Children’s education is foundational to their success as adults. According to Public School Review, third grade reading levels correlate with high school graduation rates. After third grade, students transition from “learning to read” to “reading to learn,” and if they cannot comprehend the content, learning can be much more difficult. When this is the case, extra efforts to help kids get on track are essential to their long-term success.
While we know our schools and teachers are doing the best they can, we also know that our children’s education is affected by all of the changes COVID-19 has brought to our lives. Community support – from parents, retired people, college students, and others – always has an impact on student success. Although current health and safety considerations may change what that support looks like, the challenges of COVID-19 make it more critical than ever.

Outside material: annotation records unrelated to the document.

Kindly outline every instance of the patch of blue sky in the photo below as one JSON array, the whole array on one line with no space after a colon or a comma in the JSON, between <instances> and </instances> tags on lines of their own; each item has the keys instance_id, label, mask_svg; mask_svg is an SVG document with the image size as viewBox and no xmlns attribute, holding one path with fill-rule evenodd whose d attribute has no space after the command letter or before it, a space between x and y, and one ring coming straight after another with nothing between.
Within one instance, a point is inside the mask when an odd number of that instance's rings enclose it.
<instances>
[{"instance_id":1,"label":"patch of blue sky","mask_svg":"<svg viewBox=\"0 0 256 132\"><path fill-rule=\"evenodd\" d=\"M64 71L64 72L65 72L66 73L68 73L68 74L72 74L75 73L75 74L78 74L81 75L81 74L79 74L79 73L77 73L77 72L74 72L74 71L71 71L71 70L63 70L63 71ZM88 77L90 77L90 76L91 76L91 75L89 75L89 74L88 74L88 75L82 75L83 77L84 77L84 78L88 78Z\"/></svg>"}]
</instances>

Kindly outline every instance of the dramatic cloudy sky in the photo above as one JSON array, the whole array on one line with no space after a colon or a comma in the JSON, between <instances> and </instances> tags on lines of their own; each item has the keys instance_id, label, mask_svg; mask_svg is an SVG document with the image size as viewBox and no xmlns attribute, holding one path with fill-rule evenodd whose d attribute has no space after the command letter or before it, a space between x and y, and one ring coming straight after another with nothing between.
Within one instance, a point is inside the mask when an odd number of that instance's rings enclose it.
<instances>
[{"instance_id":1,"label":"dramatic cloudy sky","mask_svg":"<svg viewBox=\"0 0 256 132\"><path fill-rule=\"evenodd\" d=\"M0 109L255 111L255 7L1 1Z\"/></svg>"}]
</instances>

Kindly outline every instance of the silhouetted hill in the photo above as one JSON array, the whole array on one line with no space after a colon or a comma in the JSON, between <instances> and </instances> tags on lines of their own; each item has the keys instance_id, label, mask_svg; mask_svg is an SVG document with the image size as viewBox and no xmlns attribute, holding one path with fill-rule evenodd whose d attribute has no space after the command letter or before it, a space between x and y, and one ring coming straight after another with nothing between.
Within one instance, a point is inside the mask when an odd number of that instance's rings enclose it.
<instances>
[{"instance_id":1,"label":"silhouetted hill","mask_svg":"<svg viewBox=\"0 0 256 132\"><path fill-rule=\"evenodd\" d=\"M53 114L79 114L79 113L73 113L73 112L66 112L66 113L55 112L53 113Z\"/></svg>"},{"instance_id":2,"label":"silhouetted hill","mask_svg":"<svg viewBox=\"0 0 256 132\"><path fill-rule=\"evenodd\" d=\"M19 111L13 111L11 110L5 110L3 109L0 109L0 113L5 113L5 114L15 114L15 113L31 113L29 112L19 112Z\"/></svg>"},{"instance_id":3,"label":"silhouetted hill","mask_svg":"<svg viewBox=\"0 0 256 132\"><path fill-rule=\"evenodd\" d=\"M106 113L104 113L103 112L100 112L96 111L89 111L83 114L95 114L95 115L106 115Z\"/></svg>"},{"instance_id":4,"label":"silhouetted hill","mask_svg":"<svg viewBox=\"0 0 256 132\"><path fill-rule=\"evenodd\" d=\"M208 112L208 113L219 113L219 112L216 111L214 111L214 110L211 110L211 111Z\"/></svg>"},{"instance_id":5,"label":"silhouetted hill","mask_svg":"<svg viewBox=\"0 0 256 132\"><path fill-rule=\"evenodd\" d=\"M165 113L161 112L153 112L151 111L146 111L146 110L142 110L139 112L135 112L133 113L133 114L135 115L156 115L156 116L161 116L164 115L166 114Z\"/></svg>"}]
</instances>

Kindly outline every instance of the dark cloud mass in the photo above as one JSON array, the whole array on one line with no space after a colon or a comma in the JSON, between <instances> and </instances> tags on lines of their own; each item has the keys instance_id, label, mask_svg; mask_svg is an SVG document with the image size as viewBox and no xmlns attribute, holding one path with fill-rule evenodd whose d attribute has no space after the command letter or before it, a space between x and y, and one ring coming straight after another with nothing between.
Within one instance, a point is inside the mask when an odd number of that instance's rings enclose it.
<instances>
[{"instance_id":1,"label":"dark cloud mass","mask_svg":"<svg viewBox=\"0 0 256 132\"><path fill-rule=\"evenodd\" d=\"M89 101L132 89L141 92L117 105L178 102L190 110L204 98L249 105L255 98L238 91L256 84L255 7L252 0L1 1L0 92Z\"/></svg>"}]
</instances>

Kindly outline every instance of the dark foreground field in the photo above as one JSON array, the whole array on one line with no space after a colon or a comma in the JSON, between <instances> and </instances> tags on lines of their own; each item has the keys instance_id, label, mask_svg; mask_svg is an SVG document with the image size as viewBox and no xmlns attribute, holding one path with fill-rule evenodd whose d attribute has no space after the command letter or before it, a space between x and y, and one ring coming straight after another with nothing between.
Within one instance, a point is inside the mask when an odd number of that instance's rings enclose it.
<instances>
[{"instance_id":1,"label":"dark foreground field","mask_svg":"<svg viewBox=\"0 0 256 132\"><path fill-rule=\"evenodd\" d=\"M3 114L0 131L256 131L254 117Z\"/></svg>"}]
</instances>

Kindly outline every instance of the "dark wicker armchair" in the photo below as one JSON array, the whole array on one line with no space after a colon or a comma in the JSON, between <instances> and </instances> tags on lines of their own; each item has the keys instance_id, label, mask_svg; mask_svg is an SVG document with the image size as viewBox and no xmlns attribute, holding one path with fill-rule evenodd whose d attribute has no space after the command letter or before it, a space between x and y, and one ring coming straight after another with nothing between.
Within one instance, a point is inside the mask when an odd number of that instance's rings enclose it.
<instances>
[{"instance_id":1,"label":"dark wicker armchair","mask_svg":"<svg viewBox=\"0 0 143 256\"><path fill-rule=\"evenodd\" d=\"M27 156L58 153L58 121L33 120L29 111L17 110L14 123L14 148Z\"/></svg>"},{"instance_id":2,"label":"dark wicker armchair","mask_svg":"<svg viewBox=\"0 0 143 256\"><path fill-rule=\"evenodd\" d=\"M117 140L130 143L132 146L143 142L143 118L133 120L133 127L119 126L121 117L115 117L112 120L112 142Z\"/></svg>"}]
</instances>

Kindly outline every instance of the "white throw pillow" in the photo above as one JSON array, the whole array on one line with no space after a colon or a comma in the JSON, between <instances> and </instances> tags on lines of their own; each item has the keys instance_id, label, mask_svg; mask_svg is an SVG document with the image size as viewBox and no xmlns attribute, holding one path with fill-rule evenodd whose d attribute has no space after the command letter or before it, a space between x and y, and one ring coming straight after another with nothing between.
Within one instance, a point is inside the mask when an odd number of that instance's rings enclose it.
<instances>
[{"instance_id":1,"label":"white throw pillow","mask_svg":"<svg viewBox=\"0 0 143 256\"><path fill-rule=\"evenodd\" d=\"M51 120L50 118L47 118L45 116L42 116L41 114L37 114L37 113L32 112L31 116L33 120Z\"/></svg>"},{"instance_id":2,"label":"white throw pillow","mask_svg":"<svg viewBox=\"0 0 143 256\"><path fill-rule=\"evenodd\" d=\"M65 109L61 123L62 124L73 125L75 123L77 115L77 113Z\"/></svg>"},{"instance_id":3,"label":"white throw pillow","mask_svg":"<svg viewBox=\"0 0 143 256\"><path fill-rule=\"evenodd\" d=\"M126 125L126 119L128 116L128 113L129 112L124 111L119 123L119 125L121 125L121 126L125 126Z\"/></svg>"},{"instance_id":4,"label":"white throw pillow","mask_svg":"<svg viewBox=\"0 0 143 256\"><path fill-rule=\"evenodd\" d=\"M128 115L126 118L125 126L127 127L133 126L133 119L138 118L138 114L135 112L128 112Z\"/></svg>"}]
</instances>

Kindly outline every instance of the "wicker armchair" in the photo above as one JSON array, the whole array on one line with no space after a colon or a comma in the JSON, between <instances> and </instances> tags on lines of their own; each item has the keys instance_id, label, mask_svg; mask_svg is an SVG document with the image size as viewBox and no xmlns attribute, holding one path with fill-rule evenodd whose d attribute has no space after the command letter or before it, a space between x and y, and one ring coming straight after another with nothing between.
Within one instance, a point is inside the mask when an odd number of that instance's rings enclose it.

Here are some ideas for how you can jump in and make a difference in short order. If you can’t help out, consider passing this on to a friend or family member who might be able to:
Substitute teachers are always in demand, but according to District 51 spokesperson Catherine Foster-Gruber, “We need substitutes now more than ever to ensure that there are no learning disruptions if a teacher falls ill.” The qualifications and application process are listed online here. Background checks are required.
While in-person volunteer opportunities are limited in our public schools, there is still a need for volunteers. District 51 has made changes because of this reality and is now assigning online volunteers to help with tutoring, reading, and storytelling. To sign up or learn more, contact April Hart with District 51’s Volunteer Office. She can be reached at April.Hart@d51schools.org or 970-254-5114 ext. 11112. If you’d like to volunteer outside of District 51, contact the school or school district you are interested in to inquire about volunteer opportunities.
The Riverside Educational Center (REC) is a nonprofit organization providing after school tutoring and enrichment programs to K-12 students in District 51. At the onset of COVID-19, they pivoted quickly to offer online options to their students through remote tutoring, homework help, and enrichment videos delivered to students’ homes. Today, they are back to in-person tutoring and after school programs in ten schools across the valley, serving up to 50 students at each location.
According to Joy Hudak, REC’s executive director, “We have several positions available and would love to have anyone familiar with our mission and interested in helping our efforts apply.” To learn more about REC’s mission and inquire about available tutoring positions, visit their website. REC is also currently enrolling students who need additional support. If you know of a student who could benefit from tutoring, homework help, or enrichment activities, contact REC at 970-462-2901.
Schools and youth-serving organizations appreciate – and count on – financial contributions. Consider giving to the District 51 Foundation, REC, or another local organization that supports young people in our community.